The Pennsylvania Railroad reworked its rail lines in the early 20th century to save lives
In the early 20th century, roads throughout Germantown became increasingly congested as lots were developed with new businesses as well as houses for employees who worked in them. The arrival of the car made the congestion much worse. Conflicts between cars and trains were not uncommon, with the cars and their drivers usually on the losing end of a collision.
To remove this conflict, the Pennsylvania Railroad (PRR) embarked on a project to eliminate railroad crossings along its line to Chestnut Hill, now SEPTA’s Chestnut Hill West line.
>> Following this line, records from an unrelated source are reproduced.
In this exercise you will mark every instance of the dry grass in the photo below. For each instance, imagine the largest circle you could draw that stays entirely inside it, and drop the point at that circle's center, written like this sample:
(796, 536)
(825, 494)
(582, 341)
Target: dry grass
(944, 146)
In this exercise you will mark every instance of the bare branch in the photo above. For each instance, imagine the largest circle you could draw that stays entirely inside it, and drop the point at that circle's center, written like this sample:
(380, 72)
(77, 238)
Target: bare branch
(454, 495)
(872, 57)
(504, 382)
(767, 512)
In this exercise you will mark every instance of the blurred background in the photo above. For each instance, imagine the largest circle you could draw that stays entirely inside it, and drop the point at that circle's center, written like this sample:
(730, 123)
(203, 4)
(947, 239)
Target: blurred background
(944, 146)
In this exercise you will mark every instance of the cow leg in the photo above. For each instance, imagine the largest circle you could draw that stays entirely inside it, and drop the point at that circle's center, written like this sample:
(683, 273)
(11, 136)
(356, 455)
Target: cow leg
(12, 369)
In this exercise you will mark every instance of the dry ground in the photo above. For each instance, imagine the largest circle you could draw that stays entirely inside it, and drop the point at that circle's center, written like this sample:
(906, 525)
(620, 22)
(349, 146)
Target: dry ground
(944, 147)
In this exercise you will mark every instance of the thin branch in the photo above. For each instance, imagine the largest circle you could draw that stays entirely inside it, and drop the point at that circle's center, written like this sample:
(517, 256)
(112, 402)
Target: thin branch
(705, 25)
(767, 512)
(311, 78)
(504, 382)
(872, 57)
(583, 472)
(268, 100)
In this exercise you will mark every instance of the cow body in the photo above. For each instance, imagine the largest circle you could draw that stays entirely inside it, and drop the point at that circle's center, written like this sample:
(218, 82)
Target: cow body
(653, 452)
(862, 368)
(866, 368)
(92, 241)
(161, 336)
Furthermore, the PRR also had plans to electrify its line to Chestnut Hill with overhead power. However, doing so would cause conflicts between the railroad’s proposed power system and those electrical systems of the City of Philadelphia mounted on poles along area streets.
As a result, the PRR removed a series of railroad crossings along its line to Chestnut Hill, including one at Chelten Avenue, by raising Chelten Avenue while simultaneously lowering the railroad bed of today’s Chestnut Hill West line. This excavation required the demolition of some houses adjacent to the railroad tracks. After interruptions caused by the arrival of World War I, the PRR installed the overhead wires in 1918 – they remained until 1989-1990, when they were finally replaced by SEPTA.
The perspective of the 1915 photograph above is facing southeast towards Center City, from the edge of the platform at Chelten Avenue station, with a house at the right (in the process of being demolished). The bridge carrying School House Lane over the tracks can be seen in the background. Note that the tracks are shown at two levels, one higher than the other. These different elevations of the tracks presumably show the railroad grades as they were before and after the railroad cut was excavated deeper.